Nepal Telecommunications Authority plots all-IP network migration strategy

The Nepal Telecommunications Authority (NTA) has begun the process of developing a regulatory framework to drive the country's migration from TDM-based PSTN voice networks to next-generation network (NGN) architecture.

Nepal Telecommunications Authority

Image source: NTA

A team has been set by the regulator to write a study that would examine how to implement IP-based NGN networks in the country. According to a TeleGeography report, Bijay Kumar Roy, NTA's assistant director, said the study is nearly complete.

Similar to other countries like the United States and Japan, which are in the process of developing their own migration strategies for their PSTN network infrastructure, Nepal's study will also consider the technical and regulatory aspects of a phased migration, in addition to providing guidelines to develop the necessary human resource skills to deal with the shift from legacy platforms in the country.  

Given the mountain of technical and regulatory elements that any service provider has to consider in migrating a  complex network architecture as the PSTN, Kumar Roy said the country's deployment of NGN networks are in the very early exploratory stage.

"Different regulatory aspects, as well as concerns of operators also have to be studied before the full deployment of NGN," he said.

However, there is a sense of urgency to get a regulatory framework in place soon as Nepal Telecom, the country's incumbent provider, is in the process of buying equipment as part of their NGN strategy.

Nepal is certainly not alone in its NGN drive, however.

In the U.S., all of the major incumbent telcos, including AT&T (NYSE: T), Verizon (NYSE: VZ) and CenturyLink (NYSE: CTL), have all called on the FCC, which itself created a new Technology Transitions Policy Task Force in December, to adopt new rules that relax their TDM-based network obligations.

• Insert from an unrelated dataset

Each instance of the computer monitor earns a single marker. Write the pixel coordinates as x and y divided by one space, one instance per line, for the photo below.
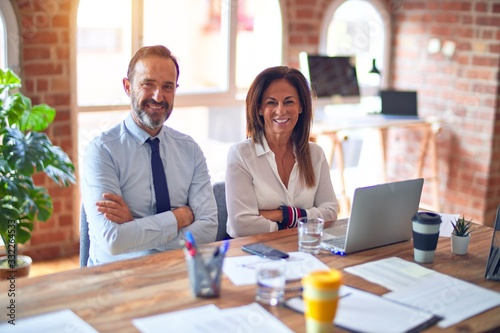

Verizon, for example, said it has received regulatory approval where it provides traditional PSTN service to Carrier of Last Resort (COLR) obligations to provide basic phone service to every resident. COLR is the legal requirement that every American household should have access to phone service.

Helping to ease U.S. providers' transition of their PSTN networks to IP is the Alliance for Telecommunications Industry Solutions (ATIS), which last year launched an initiative develop standards and best practices to help service providers like AT&T and Verizon transition their TDM-based PTSN networks to IP.

With the new Transition Landscape Team, ATIS has tasked itself with three main goals: evaluating PSTN replacement network architecture and capabilities, defining requirements for services on an IP-based network, and examining if there are relevant standards to handle IP-based telephony as a replacement for PSTN telephony.

Likewise, Japan's incumbent telco NTT in late-2010 announced that it set 2025 as the deadline to switch all of its existing POTS and ISDN lines to all IP. At that time, the telco said that around 2020 it will begin migrating existing POTS/ISDN customers to an IP network over a five-year period.